Он никогда не мог забыть той ночи в Штутгарте в 1831 году, когда он, странствующий пианист, узнал, что восстание в Польше проиграно и Варшава пала.
Отец, мать, сёстры… Все, кто ему дороже всего, где они – живы ли?
Если вам приходилось видеть хотя бы в воображении, как горит рыжим пламенем тот дом, в котором прошло ваше детство, вы поймёте, что бездомье не сразу почувствуешь. Потом он это почувствовал. Он не мог вернуться в Польшу и стал эмигрантом.
Это было крушением.

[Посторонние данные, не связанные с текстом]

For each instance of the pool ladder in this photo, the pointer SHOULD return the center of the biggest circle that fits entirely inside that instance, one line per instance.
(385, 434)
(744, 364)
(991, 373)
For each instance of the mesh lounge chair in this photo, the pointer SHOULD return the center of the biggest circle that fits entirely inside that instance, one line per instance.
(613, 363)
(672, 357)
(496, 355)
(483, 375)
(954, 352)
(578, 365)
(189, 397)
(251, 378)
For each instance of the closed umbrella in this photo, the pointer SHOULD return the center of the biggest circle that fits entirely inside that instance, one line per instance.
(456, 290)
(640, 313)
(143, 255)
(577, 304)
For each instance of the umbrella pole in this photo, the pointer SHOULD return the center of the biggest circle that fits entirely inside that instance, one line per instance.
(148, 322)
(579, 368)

Дом рухнул, и вместе с ним рухнули мечты.
Шопен не сражался с ружьём в руках. Он сражался за клавиатурой и сочинил до-минорный этюд, который впоследствии прозвали «Революционным».
В его творчестве появились ночь и буря. Появились возгласы, набат и молитвы. Появились слёзы над могилами, ветер над кладбищем.
С тех пор прошло немного лет, но всё это ушло вдаль. В Ноане ветер был другой, ласкающий и нежный, как колебание тихого озера.
– Вы читали «Свитезянку»? – спросил неожиданно Шопен.
– Мне переводила прозой графиня Потоцкая, – отвечал Делакруа. – Увы, я не в состоянии почувствовать музыку польского стиха! Но это отлично написано.
Балладу «Свитезянка» написал в молодости Адам Мицкевич.
У Мицкевича парень бродил по берегу озера Свитезь с таинственной девушкой, у которой не было ни имени, ни дома. Он поклялся ей в верности на всю жизнь. Но в вечерний час увидел он в спокойных водах Свитези прекрасную русалку, которая манила его к себе. И он нарушил обет и шагнул в воду. Тут взволновалось озеро. Русалка, восстав из воды, прокляла несчастного за неверность и увлекла его на дно.
…В озере дева пляшет беспечно,
Юноша смотрит стеная.
Кто он? Известен нам он, конечно.
Кто эта дева? – Не знаю…
Что хотел этим сказать Мицкевич? Случалось ли ему забыть мечты детства, изменить и поддаться обольщению?
Шопен не изменял никогда никому и ничему. Он оставался чист как ребёнок. Буря его молодости отошла от него, но грусть осталась.
Он всегда был что-то «должен», – он и сам не знал, что это Значит. Нет, нет, укоров совести не было, но грусть осталась…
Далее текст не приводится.